The Punisher – Frank Castle finally gets his own series. (Netflix)
The season was insanity! The Punisher was one of the most anticipated shows for hardcore fans. As I think back at the three films and the actors that portrayed the Frank Castle character – Dolph Lungren (1989), Thomas Jane (2004), and Ray Stevenson (2008) – none came closer to fitting the emotionally agonized war vet that he was then Jon Bernthal (Walking Dead, The Accountant, Fury, Sicario.) The Punisher first appeared in Spider-Man #129 where he was introduced as a hit-man. The show’s brief synopsis: Castle’s life is torn apart when he returns home after serving his last military tour in the Middle East. His family is gunned down in front of him at the merry-go-round in Central Park. That’s pretty much the gist of the Punisher’s birth. But when Castle made his appearance in the second season of the Netflix Daredevil show, Bernthal’s character surpassed all the other versions. On his own series, Castle exacts revenge on the people responsible for the death of his wife and kids. But it goes much deeper than that as he uncovers the truth about his family’s death and the long list of enemies that need to be eliminated. Along the way he finds allies within government agencies, Dinah Madani played by Amber Rose Revah, and a former NSA analyst, David Lieberman played by Ebon Moss-Bachrach, who both work with Castle in an attempt to topple black-ops operation leaders and their cohorts. There are a number of subplots within the framework of the show but everything obviously reverts back to The Punisher, punishing evil-doers. Mind you, Bernthal plays the Frank Castle perfectly. If he’s not wounded from bullet or stab wounds, he’s recovering from them. The show portrays his own mortality at the forefront leaving The Punisher, Frank Castle, all too human. While The Ghost Rider and The Punisher share similarities, Castle has no superpowers in the Marvel Universe, and survives & is driven by his anger/love/fear/hate. I’m already frantically pacing for at least a teaser on the next season.
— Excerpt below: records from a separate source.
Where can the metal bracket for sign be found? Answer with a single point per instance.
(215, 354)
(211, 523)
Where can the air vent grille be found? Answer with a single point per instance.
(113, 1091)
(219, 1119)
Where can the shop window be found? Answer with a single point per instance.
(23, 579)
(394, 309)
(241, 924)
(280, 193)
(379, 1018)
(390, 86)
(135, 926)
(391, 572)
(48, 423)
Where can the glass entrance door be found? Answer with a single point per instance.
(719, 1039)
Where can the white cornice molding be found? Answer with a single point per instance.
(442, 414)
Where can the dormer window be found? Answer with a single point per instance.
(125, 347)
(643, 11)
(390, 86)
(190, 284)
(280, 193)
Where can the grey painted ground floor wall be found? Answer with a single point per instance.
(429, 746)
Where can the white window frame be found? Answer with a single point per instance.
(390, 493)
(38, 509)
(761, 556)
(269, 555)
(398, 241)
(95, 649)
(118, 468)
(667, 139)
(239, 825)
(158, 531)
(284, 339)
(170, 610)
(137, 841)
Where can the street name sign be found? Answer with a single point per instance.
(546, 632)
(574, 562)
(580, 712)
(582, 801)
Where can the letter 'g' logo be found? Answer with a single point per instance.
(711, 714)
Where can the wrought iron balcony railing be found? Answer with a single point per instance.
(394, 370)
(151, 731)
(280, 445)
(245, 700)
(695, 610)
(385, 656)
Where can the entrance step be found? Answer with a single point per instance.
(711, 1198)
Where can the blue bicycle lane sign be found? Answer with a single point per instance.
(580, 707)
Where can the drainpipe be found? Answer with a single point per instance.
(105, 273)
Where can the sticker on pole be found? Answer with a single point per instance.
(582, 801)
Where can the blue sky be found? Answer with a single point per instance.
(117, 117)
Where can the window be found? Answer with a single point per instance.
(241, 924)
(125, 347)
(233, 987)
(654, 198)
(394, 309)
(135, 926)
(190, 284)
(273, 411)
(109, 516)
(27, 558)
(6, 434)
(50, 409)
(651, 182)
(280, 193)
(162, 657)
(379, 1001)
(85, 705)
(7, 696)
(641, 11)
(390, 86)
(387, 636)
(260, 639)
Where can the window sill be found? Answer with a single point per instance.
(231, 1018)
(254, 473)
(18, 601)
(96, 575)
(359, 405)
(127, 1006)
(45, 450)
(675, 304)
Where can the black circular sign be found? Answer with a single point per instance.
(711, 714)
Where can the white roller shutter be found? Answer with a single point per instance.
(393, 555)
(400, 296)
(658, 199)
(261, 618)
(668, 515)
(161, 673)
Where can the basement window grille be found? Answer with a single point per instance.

The Mayor – Rapper runs for mayor? (ABC)
I was playing catch on a few shows and came across The Mayor (ABC), a TV show that kind of mirrored reality as Lords Of The Underground member Dupre “Doitall” Kelly announced he was running for public office back in September in Jersey City, NJ. The premise of this show? Young aspiring rapper going nowhere comes up with an idea to get his new mixtape to go viral; run for mayor in his hometown. The scheme is perfect for the young Courtney Rose, played by Brandon Michael Hall until he actually wins! He then has to prove to his constituents that he’s more than a young 20-something rapper, and comes up with ideas and schemes to make his hometown a better place to live, work, and play. The show also stars David Spade, his nemesis, who plays a shady politician that occasionally shows semblances of integrity. The series grabbed my attention, but the demand wasn’t great ‘cause ABC canceled it this month. Though it’s been reported the producers of the series are intent on showing the show to other networks, and it looks like HULU, where I’ve watched it anyway, is a possibility. I’m down with another season if they are. The show was witty, smart, funny, and stayed away from the stereotypical view of young black men.